It seemed like an open-and-shut case. After Kelly Donovan, 24, was abducted, raped and stabbed 20 times, police charged two men who had been drunk and tripping on LSD with the crime. The younger man, a 21-year-old day laborer and seventh-grade dropout named Oliver David Cruz, readily confessed to his participation in the gruesome murder. The older man, Jerry Kemplin, admitting to nothing more than his presence at the event, offered testimony against his companion in exchange for a plea bargain of 65 years in prison with the possibility of parole after 16 years. Cruz, whose lawyers never attempted to argue his innocence, got the death penalty. Case closed; justice served.
Now, 12 years later, in the hours before Cruz's scheduled execution in Texas, nothing looks quite so cut and dry. With an I.Q. ranging between 64 and 76, Cruz is considered mentally retarded, though not so impaired that he could have been exempted from standing trial.
Although Cruz has expressed remorse about his crime (thereby showing his awareness of right and wrong), his understanding of his situation seems limited at best. In an interview with the New York Times this week, he equated being retarded with someone who "hurt[s] people for the fun of it."
Thirteen states, including New York, Washington and Colorado, have laws prohibiting the execution of the mentally retarded. Texas, obviously, is not one of them. "We think it's an abomination," says Doreen Croser, executive director of the American Association on Mental Retardation, a professional organization for those who work with the mentally retarded. "Our Constitution reserves the death penalty for only the most culpable individuals who commit murder. But the mentally retarded -- whose capacity for learning and thinking and reasoning is limited -- should not be held to that standard."

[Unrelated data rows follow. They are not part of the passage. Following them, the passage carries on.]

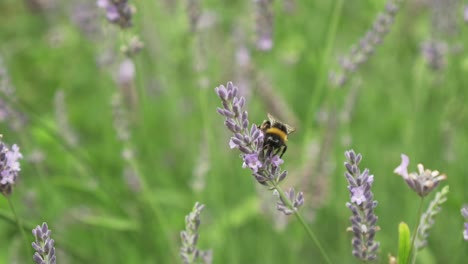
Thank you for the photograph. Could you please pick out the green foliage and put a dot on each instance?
(103, 208)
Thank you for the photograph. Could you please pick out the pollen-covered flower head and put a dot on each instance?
(9, 167)
(423, 181)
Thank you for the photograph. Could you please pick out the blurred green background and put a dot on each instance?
(109, 200)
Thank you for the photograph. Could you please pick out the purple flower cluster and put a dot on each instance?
(44, 245)
(464, 212)
(360, 53)
(423, 181)
(9, 167)
(362, 205)
(435, 54)
(296, 200)
(118, 12)
(265, 169)
(189, 252)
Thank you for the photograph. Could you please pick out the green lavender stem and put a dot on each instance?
(415, 233)
(303, 222)
(20, 227)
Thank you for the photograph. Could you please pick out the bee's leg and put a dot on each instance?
(284, 150)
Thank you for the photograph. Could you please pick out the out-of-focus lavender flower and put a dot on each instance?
(9, 167)
(44, 245)
(444, 22)
(428, 218)
(265, 169)
(361, 52)
(189, 251)
(126, 73)
(363, 220)
(264, 24)
(465, 13)
(194, 13)
(133, 47)
(297, 201)
(289, 5)
(423, 181)
(435, 54)
(464, 212)
(118, 12)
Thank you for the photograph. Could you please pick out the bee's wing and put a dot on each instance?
(289, 129)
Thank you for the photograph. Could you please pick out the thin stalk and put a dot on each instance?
(303, 222)
(20, 227)
(415, 233)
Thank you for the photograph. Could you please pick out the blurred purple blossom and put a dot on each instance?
(44, 245)
(264, 24)
(118, 12)
(126, 73)
(423, 181)
(9, 167)
(364, 49)
(464, 212)
(435, 54)
(363, 219)
(465, 13)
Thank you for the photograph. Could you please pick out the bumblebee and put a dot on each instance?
(275, 136)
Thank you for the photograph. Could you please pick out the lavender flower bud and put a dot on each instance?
(361, 53)
(118, 12)
(422, 182)
(9, 167)
(264, 24)
(464, 212)
(363, 219)
(44, 245)
(189, 251)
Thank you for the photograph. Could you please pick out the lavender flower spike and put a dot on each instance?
(265, 168)
(423, 181)
(118, 12)
(44, 245)
(9, 167)
(189, 251)
(363, 220)
(464, 212)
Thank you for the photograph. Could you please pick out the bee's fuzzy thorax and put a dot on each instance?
(276, 131)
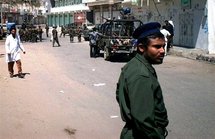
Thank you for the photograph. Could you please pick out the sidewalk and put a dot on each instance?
(194, 53)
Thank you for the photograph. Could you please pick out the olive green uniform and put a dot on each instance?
(141, 102)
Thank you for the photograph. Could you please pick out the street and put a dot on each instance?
(68, 95)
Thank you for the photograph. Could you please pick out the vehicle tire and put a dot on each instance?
(92, 51)
(106, 54)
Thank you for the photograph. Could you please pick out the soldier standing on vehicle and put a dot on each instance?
(55, 36)
(138, 91)
(13, 46)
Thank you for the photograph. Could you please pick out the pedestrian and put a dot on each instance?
(166, 34)
(13, 46)
(71, 34)
(170, 27)
(47, 30)
(62, 31)
(55, 36)
(138, 91)
(79, 32)
(40, 33)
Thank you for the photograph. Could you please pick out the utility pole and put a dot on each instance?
(1, 15)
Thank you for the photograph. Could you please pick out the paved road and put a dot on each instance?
(67, 94)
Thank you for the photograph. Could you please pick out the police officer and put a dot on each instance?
(138, 91)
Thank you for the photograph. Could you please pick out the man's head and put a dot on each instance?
(151, 42)
(13, 31)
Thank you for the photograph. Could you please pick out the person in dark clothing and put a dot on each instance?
(138, 91)
(62, 31)
(47, 30)
(71, 34)
(55, 37)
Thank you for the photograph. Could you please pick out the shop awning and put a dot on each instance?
(70, 8)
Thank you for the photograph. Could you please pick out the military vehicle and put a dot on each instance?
(115, 36)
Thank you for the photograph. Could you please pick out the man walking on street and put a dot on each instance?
(13, 46)
(55, 36)
(47, 30)
(138, 91)
(40, 33)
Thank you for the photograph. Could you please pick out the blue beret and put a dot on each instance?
(146, 30)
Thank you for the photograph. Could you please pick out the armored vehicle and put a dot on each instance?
(115, 36)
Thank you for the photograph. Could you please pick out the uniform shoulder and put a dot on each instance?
(135, 69)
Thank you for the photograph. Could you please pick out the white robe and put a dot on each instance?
(13, 47)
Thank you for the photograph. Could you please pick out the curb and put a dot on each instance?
(195, 54)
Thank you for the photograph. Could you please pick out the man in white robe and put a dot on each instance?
(13, 46)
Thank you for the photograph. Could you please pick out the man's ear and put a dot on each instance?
(141, 47)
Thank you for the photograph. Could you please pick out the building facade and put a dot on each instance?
(65, 12)
(193, 20)
(20, 13)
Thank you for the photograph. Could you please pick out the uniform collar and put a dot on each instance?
(143, 60)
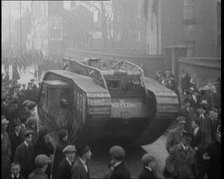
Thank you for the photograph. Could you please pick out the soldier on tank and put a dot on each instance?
(80, 167)
(149, 167)
(120, 170)
(65, 166)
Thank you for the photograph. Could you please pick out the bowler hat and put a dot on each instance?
(147, 158)
(117, 152)
(27, 132)
(82, 148)
(62, 133)
(42, 160)
(69, 148)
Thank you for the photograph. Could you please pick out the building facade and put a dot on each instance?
(193, 23)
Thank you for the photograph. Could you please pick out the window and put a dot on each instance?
(190, 48)
(188, 9)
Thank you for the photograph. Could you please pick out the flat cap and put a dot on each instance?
(69, 148)
(117, 152)
(181, 120)
(147, 158)
(187, 135)
(41, 160)
(4, 120)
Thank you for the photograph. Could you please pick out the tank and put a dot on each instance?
(95, 99)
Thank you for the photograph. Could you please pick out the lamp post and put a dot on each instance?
(21, 42)
(9, 28)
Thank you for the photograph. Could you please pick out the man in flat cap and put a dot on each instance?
(181, 160)
(6, 148)
(41, 164)
(65, 166)
(120, 170)
(149, 167)
(80, 167)
(25, 155)
(16, 137)
(175, 135)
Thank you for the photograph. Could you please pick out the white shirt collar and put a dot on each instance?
(84, 164)
(184, 147)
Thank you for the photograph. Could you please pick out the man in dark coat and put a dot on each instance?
(16, 137)
(41, 163)
(80, 169)
(181, 161)
(148, 170)
(6, 148)
(24, 154)
(15, 171)
(175, 136)
(212, 154)
(61, 144)
(194, 99)
(120, 170)
(65, 166)
(188, 112)
(43, 145)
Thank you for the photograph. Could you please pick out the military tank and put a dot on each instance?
(95, 99)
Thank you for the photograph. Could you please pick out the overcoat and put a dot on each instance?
(63, 170)
(182, 161)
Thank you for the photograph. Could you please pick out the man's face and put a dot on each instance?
(15, 170)
(187, 105)
(88, 155)
(18, 128)
(181, 126)
(70, 155)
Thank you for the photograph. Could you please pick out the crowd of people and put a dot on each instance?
(194, 146)
(22, 60)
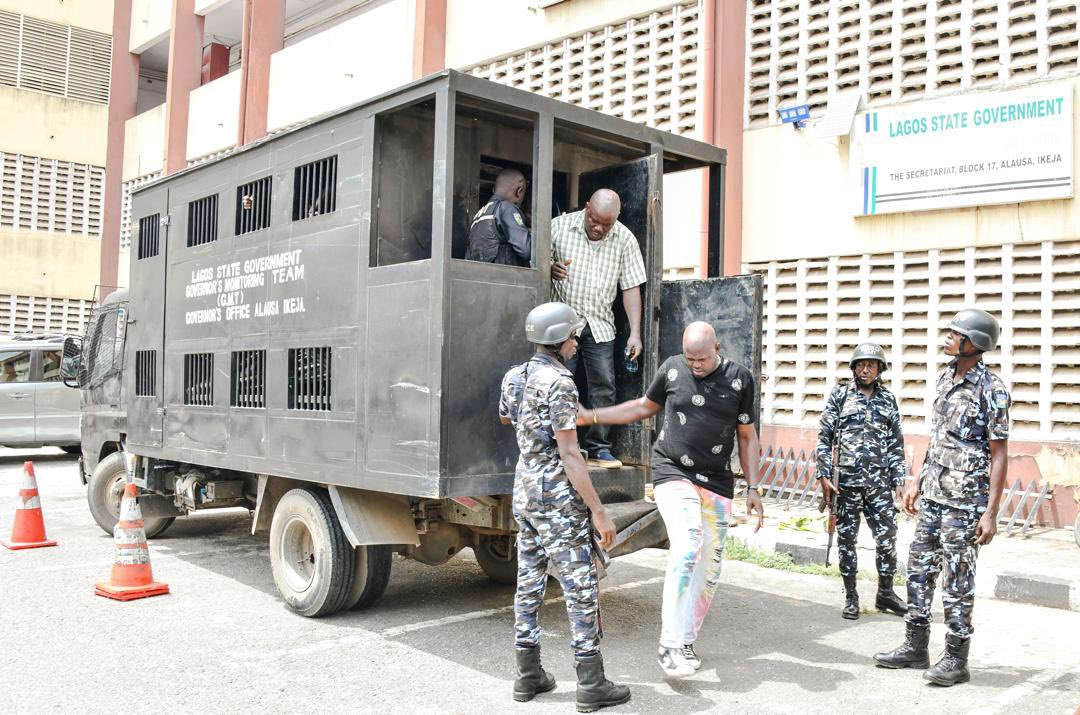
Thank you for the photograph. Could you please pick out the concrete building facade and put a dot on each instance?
(54, 91)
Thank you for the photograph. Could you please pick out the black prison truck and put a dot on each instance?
(302, 336)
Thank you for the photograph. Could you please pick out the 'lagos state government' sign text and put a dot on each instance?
(970, 150)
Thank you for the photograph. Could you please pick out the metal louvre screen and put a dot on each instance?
(818, 309)
(146, 373)
(643, 69)
(59, 59)
(148, 228)
(199, 379)
(253, 206)
(314, 188)
(248, 379)
(899, 50)
(202, 221)
(49, 194)
(309, 378)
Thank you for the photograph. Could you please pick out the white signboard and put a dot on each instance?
(971, 150)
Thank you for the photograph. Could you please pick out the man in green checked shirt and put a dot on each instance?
(594, 257)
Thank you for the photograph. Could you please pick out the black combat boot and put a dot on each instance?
(887, 599)
(913, 653)
(594, 690)
(531, 678)
(953, 668)
(851, 598)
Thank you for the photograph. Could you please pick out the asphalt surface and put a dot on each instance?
(441, 638)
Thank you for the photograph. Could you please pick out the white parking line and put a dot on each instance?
(1025, 689)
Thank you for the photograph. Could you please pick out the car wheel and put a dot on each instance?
(311, 558)
(497, 556)
(105, 490)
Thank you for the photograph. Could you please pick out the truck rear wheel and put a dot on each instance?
(497, 556)
(106, 488)
(370, 576)
(311, 558)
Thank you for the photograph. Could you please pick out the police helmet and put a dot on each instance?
(868, 351)
(552, 323)
(979, 326)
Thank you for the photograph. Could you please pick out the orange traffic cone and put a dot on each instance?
(132, 577)
(29, 528)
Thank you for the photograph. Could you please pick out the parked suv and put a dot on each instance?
(36, 409)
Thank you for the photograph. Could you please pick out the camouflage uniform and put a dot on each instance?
(552, 520)
(955, 483)
(871, 464)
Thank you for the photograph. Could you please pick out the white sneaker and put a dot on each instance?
(673, 663)
(691, 657)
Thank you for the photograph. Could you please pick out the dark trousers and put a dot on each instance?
(599, 375)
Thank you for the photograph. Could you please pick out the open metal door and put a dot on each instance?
(635, 183)
(144, 352)
(732, 305)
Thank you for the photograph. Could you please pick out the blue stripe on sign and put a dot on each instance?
(874, 190)
(866, 187)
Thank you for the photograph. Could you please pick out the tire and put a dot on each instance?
(370, 577)
(104, 490)
(311, 558)
(498, 558)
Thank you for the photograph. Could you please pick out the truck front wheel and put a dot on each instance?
(106, 488)
(311, 558)
(497, 556)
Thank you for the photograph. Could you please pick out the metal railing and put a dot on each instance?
(787, 480)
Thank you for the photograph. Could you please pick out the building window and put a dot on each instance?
(314, 188)
(309, 378)
(248, 373)
(202, 221)
(253, 206)
(199, 379)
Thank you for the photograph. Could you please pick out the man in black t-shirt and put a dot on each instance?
(707, 402)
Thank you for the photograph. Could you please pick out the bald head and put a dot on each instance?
(510, 184)
(700, 348)
(602, 212)
(606, 203)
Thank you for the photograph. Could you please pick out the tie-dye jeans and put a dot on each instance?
(697, 522)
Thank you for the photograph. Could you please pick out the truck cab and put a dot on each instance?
(304, 337)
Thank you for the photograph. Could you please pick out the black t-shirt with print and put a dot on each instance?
(700, 416)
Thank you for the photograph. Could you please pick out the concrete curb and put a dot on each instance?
(1035, 590)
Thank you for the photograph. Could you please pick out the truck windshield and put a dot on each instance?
(104, 346)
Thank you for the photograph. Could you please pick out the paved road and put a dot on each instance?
(440, 638)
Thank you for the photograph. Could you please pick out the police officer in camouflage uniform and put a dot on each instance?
(862, 420)
(960, 485)
(553, 500)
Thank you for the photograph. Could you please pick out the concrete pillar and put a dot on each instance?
(215, 62)
(262, 35)
(730, 78)
(185, 75)
(123, 94)
(429, 38)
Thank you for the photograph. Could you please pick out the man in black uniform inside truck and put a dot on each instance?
(498, 233)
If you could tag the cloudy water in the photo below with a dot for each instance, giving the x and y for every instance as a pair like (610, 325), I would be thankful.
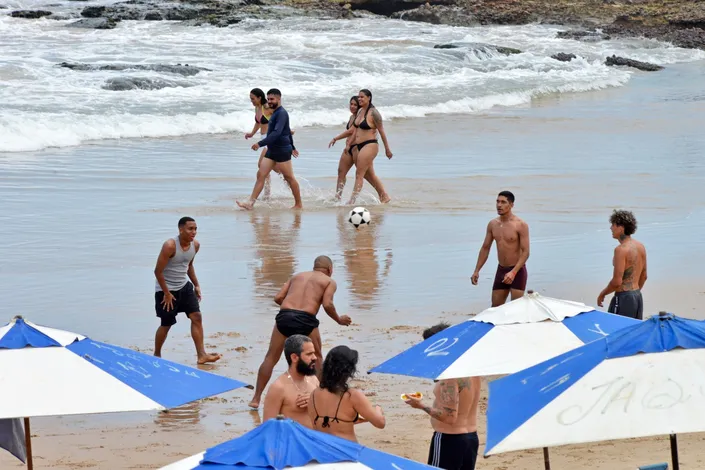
(317, 64)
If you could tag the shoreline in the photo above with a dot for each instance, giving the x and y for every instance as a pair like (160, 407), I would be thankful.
(679, 22)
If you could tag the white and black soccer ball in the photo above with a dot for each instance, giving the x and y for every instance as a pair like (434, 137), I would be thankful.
(359, 216)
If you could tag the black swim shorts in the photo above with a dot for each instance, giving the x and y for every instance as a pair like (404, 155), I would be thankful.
(185, 301)
(628, 304)
(295, 322)
(279, 156)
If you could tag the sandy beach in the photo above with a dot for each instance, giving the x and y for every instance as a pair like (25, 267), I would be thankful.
(88, 198)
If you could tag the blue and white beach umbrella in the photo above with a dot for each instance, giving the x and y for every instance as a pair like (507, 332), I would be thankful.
(505, 339)
(646, 380)
(49, 372)
(282, 443)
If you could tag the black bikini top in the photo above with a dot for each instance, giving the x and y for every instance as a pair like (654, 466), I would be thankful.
(363, 125)
(328, 419)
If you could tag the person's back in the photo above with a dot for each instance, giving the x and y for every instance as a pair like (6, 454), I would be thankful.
(306, 292)
(333, 407)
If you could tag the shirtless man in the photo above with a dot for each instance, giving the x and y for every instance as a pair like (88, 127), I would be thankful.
(512, 237)
(300, 299)
(454, 444)
(177, 288)
(629, 273)
(289, 394)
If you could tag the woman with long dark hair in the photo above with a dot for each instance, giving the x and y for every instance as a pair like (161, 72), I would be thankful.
(262, 115)
(334, 407)
(365, 127)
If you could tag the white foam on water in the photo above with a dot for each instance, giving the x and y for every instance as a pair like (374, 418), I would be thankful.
(317, 64)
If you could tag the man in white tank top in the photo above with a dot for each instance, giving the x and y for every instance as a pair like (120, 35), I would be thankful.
(175, 293)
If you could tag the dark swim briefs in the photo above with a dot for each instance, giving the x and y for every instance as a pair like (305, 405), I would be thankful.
(295, 322)
(628, 304)
(519, 280)
(279, 156)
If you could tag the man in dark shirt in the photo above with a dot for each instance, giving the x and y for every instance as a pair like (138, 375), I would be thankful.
(280, 148)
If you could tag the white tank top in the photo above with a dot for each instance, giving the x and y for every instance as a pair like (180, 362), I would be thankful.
(176, 270)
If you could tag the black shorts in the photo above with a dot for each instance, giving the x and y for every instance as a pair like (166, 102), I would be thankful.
(454, 451)
(295, 322)
(628, 304)
(185, 301)
(279, 156)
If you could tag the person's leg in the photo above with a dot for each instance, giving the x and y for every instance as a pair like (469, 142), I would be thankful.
(197, 335)
(365, 157)
(268, 179)
(376, 183)
(262, 173)
(288, 173)
(315, 336)
(274, 353)
(344, 166)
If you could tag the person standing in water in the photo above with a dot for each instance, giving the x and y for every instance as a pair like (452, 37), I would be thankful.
(455, 443)
(262, 115)
(175, 293)
(512, 237)
(629, 269)
(280, 148)
(365, 127)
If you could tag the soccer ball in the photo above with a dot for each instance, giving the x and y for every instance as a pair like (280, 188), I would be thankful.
(359, 216)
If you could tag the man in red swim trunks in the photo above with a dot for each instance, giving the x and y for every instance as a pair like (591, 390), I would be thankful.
(512, 237)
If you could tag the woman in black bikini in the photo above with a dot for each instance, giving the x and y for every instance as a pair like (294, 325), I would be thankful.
(334, 407)
(262, 115)
(346, 158)
(364, 128)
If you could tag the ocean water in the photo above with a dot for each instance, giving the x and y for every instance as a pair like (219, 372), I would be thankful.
(93, 181)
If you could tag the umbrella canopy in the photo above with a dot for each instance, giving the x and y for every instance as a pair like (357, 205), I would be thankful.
(646, 380)
(505, 339)
(282, 443)
(49, 372)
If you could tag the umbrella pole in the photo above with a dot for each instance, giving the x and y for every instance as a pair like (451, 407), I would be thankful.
(28, 443)
(674, 452)
(546, 459)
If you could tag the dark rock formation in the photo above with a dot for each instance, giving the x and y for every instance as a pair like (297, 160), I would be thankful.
(479, 47)
(141, 83)
(583, 35)
(186, 70)
(564, 57)
(645, 66)
(30, 14)
(94, 23)
(452, 16)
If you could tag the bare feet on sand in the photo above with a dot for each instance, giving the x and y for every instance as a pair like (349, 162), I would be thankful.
(245, 205)
(208, 358)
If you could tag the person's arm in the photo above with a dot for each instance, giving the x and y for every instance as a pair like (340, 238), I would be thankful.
(276, 128)
(447, 411)
(523, 249)
(329, 307)
(192, 273)
(281, 295)
(642, 278)
(168, 251)
(370, 414)
(257, 127)
(377, 118)
(273, 401)
(484, 253)
(619, 263)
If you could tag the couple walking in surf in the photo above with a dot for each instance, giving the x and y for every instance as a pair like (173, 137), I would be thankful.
(361, 146)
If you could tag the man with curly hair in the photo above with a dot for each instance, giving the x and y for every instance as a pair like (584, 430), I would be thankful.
(629, 274)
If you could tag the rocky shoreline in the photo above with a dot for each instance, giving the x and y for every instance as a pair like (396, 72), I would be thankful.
(679, 22)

Although there is legislation pending in Texas to prevent many who are mentally retarded from being executed, psychologists, social workers and activists say the proposed law might not protect people like Cruz. Based on his I.Q. scores, the 33-year-old falls somewhere between someone who's mildly mentally retarded and someone of normal (albeit low) intelligence. Many advocates for the mentally retarded say that Cruz should absolutely be considered mentally retarded, while acknowledging that I.Q. testing is hardly an exact science. They say judgments regarding death sentences should depend on more complex evaluations -- which look, for example, at a person's ability to live independently or to understand his Miranda rights.
"Line drawing is extremely difficult," says Paul Appelbaum, vice president of the American Psychiatric Association. "It's all very arbitrary -- one point below or one point above a certain level deciding whether you should live or die doesn't make a lot of sense."
In many states, an I.Q. score under 70 means that a person is mentally retarded. In other states, the dividing line is lower. The Texas legislation, sponsored by state Sen. Rodney Ellis, D-Houston, targets people scoring below 65, although Ellis has said he intends to increase the cutoff point to 70.
Robert Perske, author of "Unequal Justice: What Can Happen When a Person With Mental Retardation or Other Developmental Disabilities Encounters the Criminal Justice System," concurs that the I.Q. is at best a flawed tool.
"It mostly tests just how well a person takes tests," he says. "If the person is having a bad day, the test scores can be lower or higher. Even if the tester is having a bad day, the scores can be affected."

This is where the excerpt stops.